What are some of the rivers around the world that have run dry, or are most in danger of it?

There are two rivers in a bad way in the U.S., one of which is the Colorado. There's a U.S. treaty with Mexico to deliver water over the border, and the U.S. has considerable difficulty in providing any water over the border to meet its minimum treaty requirement, because all the water is used up essentially by farmers and increasingly by cities along the Colorado.

The water goes off to Southern California, Phoenix, Tucson [Ariz.]. By the time the river crosses the border into Mexico, which is close to its delta, it is really very dry. There's not a lot of water left.

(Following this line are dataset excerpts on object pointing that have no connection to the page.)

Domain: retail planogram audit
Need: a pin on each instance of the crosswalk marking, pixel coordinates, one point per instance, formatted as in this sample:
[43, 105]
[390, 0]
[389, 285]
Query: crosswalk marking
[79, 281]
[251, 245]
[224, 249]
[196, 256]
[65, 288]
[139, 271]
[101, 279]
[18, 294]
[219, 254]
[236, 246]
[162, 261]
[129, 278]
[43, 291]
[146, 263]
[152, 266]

The Rio Grande is another interesting example. It essentially dries up about a thousand kilometers from the sea near El Paso [Texas]. The riverbed is virtually dry for 300 kilometers before some more water comes back in from tributaries coming in from Mexico.

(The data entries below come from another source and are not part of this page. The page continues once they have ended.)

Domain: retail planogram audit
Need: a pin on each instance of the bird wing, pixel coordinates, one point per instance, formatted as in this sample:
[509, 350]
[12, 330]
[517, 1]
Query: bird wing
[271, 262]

So, whatever it looks like on the map, really the Rio Grande is two rivers. There's a river that gives out at El Paso, and there's the tributary that comes in and replenishes the last run to the Gulf of Mexico. There are very serious economic repercussions from the drying up of the Rio Grande. I met farmers who simply no longer have water to irrigate their crops, and that's on both sides of the border, on the Mexican side and on the Texas side.

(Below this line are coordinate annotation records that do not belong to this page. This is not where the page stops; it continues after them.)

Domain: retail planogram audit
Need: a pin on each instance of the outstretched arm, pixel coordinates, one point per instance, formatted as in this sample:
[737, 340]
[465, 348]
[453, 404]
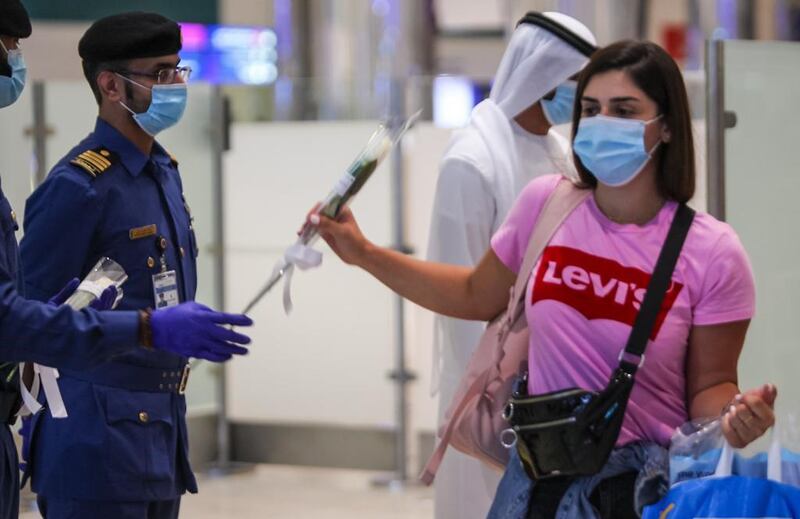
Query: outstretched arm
[462, 292]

If you look around the world, virtually no water flows from the Nile into the Mediterranean; very little water flows from the Indus through Pakistan into the Arabian Sea; the Yellow River in Northern China, one of the world's longest rivers, is essentially dry for much of the year. A little flow goes down to the sea, but very little. So, this is close to becoming a global phenomenon, some of the world's largest rivers, and longest rivers, simply not reaching the sea.

One response to rivers running dry is to move water enormous distances, at the cost of hundreds of billions of dollars. What do you make of such grand projects?

There are plans now for huge transfers of water across some of the world's biggest, most densely populated countries in order to provide water for the new mega-cities, and for farming. China's got one of the largest, and that's going to take a large amount of water out of the River Yangtze, which runs through the south of the country, and deliver it into the northern plains, to the Yellow River, which has essentially run dry for much of its course.

Essentially, the Yangtze is going to replenish the waters of the north of China. This project is already underway. Two of the three branches that are planned are already under construction. China hopes to be delivering water from the Yangtze to Beijing in time for the Olympics in 2008. This project will probably cost something like $60 billion. It's a major enterprise in order to keep northern China from running dry. India has talked about something even larger.

Yet, in these vast projects to move water around, aren't incredible amounts of the water lost through evaporation or seepage from canals?

Many large engineering projects suffer from a huge range of inefficiencies, which is why -- in general -- I'm not in favor of them. It's much better to do things locally, because you can control the water more. One thing that surprised me greatly was discovering that with Lake Nasser behind the Aswan High Dam in Egypt -- one of the world's kind of totemic dams -- that the evaporation from the reservoir behind that dam annually amounts to, in metric, 15 cubic kilometers of water [3.6 cubic miles], if you can imagine a vast amount like that.

That is roughly the amount of water that is used by the whole of the United Kingdom in a year. In other words, you could fill every tap, meet every water demand in the U.K., a country of more than 50 million people, simply by the water that evaporates from the surface behind the Aswan Dam.

Now, that's an amazing statistic, but there are other reservoirs that lose similar amounts of water, especially in the hot tropical regions. That can't make much sense, if you have a country which is desperately short of water, and desperately trying to collect it up to deliver it to farmers. There are also huge evaporation rates from some of the distribution canals. Also, seepage from beneath distribution canals can be a major loss of water.